One unique type of cheek width concern is when the anterior part of the cheek width is fine but it is the posterior part that sticks out too much. While it is normal that the posterior arch sticks out further than the main body of the cheekbone due to the temporalis muscle that runs underneath it, its projection in some may be viewed as excessive. This is seen as a large bulge in front of the ear at the level of the helical root. It is often seen in some patients with a wide or thick temporal muscle fullness.

The widened posterior zygomatic arch can be reduced by doing just the arch osteotomy alone from the traditional cheekbone reduction surgery. Some may think that the posterior arch will not move unless the anterior main body of the cheek has an osteotomy done also…but this is not true. The posterior arch will bend inward because of the mid-zygomatic suture allows it to do so.

Case Study: This male was bothered by the wide projection of his posterior zygomatic arch. He had a thinner face which was more skeletonized so the arch protrusion was more obvious. The protrusion is actually the junction of the posterior zygomatic arch and the zygomatic process of the temporal bone.

Under general anesthesia and through a 10mm long incision over the posterior arch at the back wide of the sideburn hair, dissection was carried down directly to the bony protrusion. Circumferential dissection was done around the back end of the arch. An direct osteotomy was done using a small blade reciprocating saw and an osteotome.

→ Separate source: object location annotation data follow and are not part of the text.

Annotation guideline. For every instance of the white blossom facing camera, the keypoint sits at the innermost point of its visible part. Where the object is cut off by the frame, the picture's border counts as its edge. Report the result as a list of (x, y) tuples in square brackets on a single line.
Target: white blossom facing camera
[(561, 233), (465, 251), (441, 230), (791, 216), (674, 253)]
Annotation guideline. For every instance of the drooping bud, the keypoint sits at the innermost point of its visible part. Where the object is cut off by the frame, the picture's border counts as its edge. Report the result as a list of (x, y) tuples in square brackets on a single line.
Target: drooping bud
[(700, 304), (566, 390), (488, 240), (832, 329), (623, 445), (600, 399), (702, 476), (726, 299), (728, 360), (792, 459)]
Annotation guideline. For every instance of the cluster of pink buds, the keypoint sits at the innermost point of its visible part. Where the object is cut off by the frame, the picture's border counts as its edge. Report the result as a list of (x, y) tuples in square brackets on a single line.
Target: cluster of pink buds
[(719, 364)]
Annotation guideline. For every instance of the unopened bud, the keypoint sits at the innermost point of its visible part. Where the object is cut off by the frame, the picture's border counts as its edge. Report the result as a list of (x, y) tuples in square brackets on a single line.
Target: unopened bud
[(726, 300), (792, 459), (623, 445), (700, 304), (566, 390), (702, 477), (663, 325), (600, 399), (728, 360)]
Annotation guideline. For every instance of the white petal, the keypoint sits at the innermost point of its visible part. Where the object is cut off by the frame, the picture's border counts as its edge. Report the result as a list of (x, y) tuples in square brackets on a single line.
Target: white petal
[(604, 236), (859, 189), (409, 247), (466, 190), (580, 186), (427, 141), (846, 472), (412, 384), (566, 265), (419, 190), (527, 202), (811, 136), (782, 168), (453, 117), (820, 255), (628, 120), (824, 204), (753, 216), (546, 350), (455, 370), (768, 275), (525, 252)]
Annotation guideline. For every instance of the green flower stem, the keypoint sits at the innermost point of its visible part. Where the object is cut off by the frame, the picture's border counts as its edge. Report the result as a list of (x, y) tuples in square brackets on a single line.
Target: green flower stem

The osteotome was then used to push the end of the posterior arch in for about a 7mm inward displacement. A 1.5mm 3 hole plate was bent in a step fashion and placed to hold the arch inward. A single screw was used in the outer hole of the plate to secure it and hold the tail of the arch inward.

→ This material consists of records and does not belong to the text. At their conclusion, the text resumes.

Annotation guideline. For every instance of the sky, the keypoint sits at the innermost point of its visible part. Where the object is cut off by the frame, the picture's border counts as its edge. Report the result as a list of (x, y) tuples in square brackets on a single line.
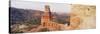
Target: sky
[(55, 7)]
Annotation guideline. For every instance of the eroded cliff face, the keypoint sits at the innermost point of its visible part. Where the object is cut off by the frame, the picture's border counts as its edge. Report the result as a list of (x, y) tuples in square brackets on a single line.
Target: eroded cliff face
[(87, 15)]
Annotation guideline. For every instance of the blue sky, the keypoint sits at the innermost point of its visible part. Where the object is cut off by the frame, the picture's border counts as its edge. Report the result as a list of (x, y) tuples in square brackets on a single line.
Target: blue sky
[(55, 7)]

A six month postoperative 3D CT scan showed the maintained position of the inwardly relocated posterior arch. The widened mid-zygomatic arch suture confirmed that the posterior arch moves because of expansion of the suture which is at the thinnest part of the arch.

The wide posterior zygomatic arch can be effectively and safely moved inward by a direct osteotomy with small plate fixation. The frontal branch of the facial nerve does cross in the region of this dissection and osteotomy. The key in the dissection is to do a blunt dissection without the use of electrocautery. 

Case Highlights:

1) A discrete area of excessive cheek widening is at the end of the zygomatic arch process which is the widest of the cheekbone in most everyone.

2) Reducing width of the posterior zygomatic arch is done by a direct osteotomy with inward repositioning.

3) The posterior sideburn incision for the posterior arch osteotomy heals well and does usually pose a scar problem.